Naturally, we have to establish trust somehow. Otherwise, how do we transact? Trust, then, must be established via identity and a networking rule. In the discussion above, we looked at identity brokerage, but now we turn to broker networking access based on service name coupled with identity. In service mesh land, we refer to this as a networking intention. Just as we use infrastructure code and authorization policy to drive automation above, we leverage layer seven networking intentions to drive communications in modern networking.
Layer 7 refers to the application layer. While much of what we do regarding networking resides in the lower levels (IP addresses for load-balancing and firewall rules, for example), these controls need more context at the application tier. They are also progressively (and wildly) ephemeral. Modern clouds are changing IPs all the time. In response, some organizations assign networking personnel to individual application teams to manage load-balancing tables. Limits to scale, then, are the number of people available for the task.
In modern microservices, the emerging pattern is one of the “service mesh.” A named service is recognized on the network, and that service’s connectivity is governed by rules we refer to as a networking intention. “Service A” can talk to “Service B” under certain conditions. Those conditions may include enforcement of mTLS or be limited by time of day (for example). The idea is that networking becomes explicitly responsive to the application requesting connectivity rather than blindly allowing traffic over known IPs.
Naturally, there are IPs behind the service names, but they may be moving around quite a bit, so the stable property to base a rule around favors a name. The above picture illustrates a networking intention.
The hope is to leverage this intention to drive downstream networking automation. What happens if a cluster of EC2 instances dies and is resurrected someplace else? Not only do I want the services to be able to wire themselves back into the mesh, but I would also like to inform load-balancers and firewalls of changes they need to be aware of.
While all of these topics warrant a deeper dive, for this missive, we argue that the platform team should be able to “vend” networking in response to an intention. Similar to the above services, submit an intention, allow the team or machine to assess it for policy and security, then grant the changes based on trust. Once again, the ripple effects of such a workflow are immense. Only traffic from known and trusted services is allowed, significantly limiting network transgression opportunities for attackers, while responsiveness to change in the network is greatly improved.
Conclusion
The pattern of brokered delivery of IT is consistent with slight variations based on the kind of service being delivered (authZ policy, infrastructure code, policy code, networking intention, etc.).

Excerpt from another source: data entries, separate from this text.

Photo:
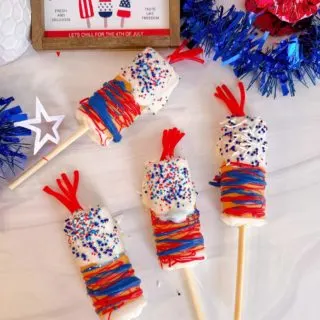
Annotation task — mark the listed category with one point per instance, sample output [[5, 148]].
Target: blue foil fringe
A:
[[12, 148], [229, 35]]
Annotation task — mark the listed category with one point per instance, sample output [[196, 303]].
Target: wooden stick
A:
[[42, 162], [240, 273], [196, 301]]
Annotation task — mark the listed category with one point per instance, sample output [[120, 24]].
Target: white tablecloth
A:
[[38, 280]]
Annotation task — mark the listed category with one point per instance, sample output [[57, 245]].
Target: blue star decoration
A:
[[36, 124]]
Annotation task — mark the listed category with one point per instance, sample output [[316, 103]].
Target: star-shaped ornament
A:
[[39, 124]]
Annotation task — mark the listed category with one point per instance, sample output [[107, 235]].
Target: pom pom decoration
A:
[[11, 146], [230, 35], [266, 21], [290, 11]]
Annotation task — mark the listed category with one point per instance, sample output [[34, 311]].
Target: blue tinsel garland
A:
[[230, 36], [11, 146]]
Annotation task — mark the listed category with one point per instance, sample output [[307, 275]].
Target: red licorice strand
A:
[[117, 302], [163, 226], [240, 198], [133, 293], [242, 211], [236, 108], [244, 165], [111, 279], [166, 246], [170, 139], [172, 260], [189, 54], [89, 274], [117, 112], [132, 108], [186, 229], [127, 97], [68, 197], [91, 114]]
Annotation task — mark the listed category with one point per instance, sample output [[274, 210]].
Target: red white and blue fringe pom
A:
[[12, 148], [230, 35]]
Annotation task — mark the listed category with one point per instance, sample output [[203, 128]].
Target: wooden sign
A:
[[86, 24]]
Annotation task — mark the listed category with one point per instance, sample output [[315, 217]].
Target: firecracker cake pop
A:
[[95, 242], [152, 79], [145, 85], [169, 195], [242, 147]]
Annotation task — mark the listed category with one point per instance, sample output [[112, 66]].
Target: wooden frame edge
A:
[[39, 42]]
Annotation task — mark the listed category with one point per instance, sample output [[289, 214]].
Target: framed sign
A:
[[85, 24]]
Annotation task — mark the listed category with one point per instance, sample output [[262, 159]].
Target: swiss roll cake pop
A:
[[105, 9], [170, 197], [144, 86], [152, 78], [96, 246], [242, 148]]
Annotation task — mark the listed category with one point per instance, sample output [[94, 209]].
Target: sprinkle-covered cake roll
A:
[[145, 85], [170, 197], [97, 248], [152, 79], [242, 147]]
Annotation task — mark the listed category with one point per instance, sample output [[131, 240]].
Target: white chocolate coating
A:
[[152, 78], [152, 81], [168, 190], [93, 237], [243, 139]]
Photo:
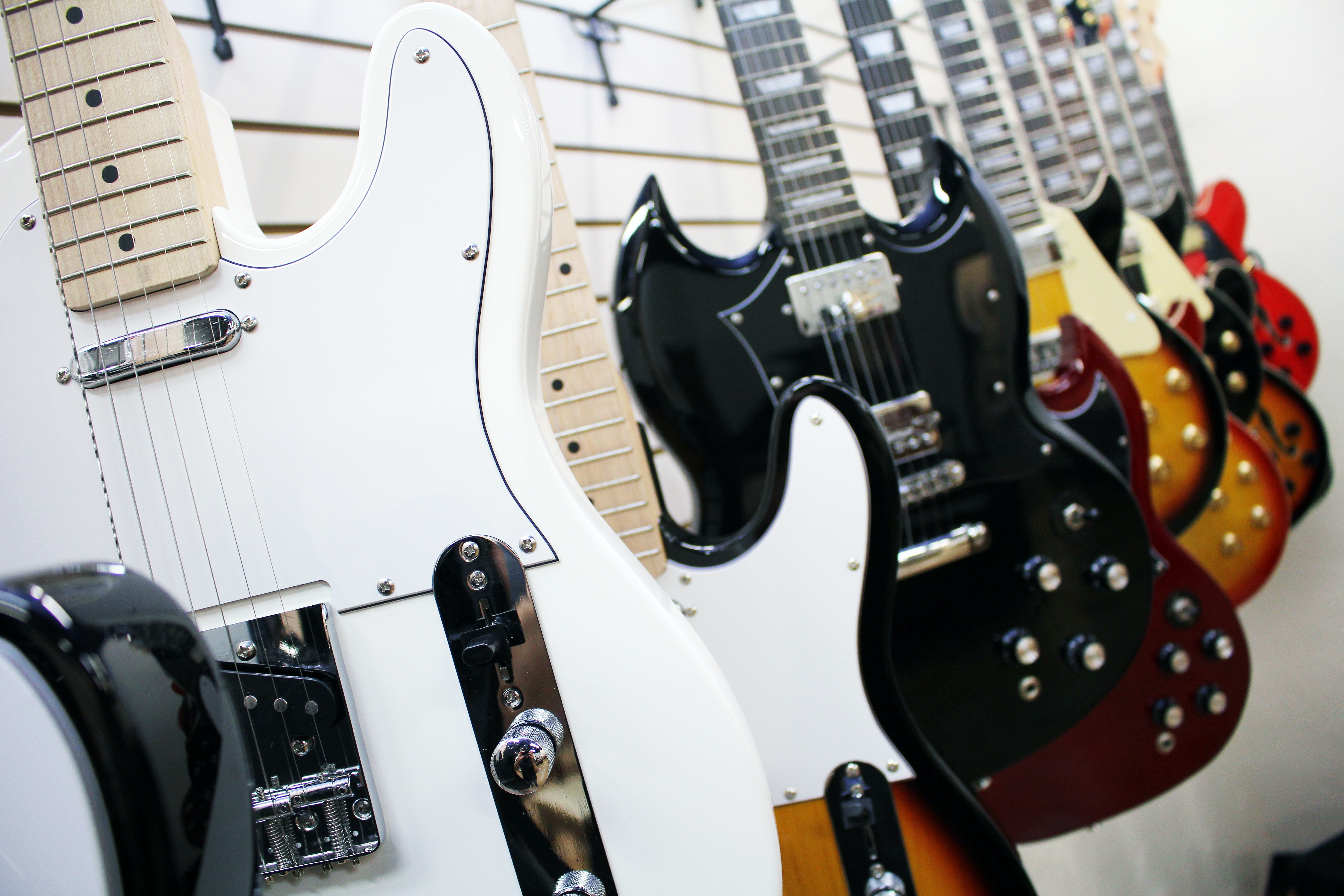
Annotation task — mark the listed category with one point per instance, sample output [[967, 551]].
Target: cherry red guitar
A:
[[1181, 699], [1284, 327]]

While we continue to go deeper into these topics, we can apply the same pattern to every aspect of IT. Application build and deployment intentions (CI/CD, PaaS, YAML), quality intentions (QA), data intentions (ETL), privileged access management (PAM), and more. The point is that without some form of “producer-consumer” model in team structure, this all becomes overwhelming at scale. The advent of a central cloud platform team structure provides a basis to extend these core services with consistency, speed, and improved quality controls (observability, audit, cost, change).
Considering your path into the multiverse of cloud madness, consider team structure and consumption patterns first. By doing so, shared responsibilities are clarified, and measures become easier to see and manage.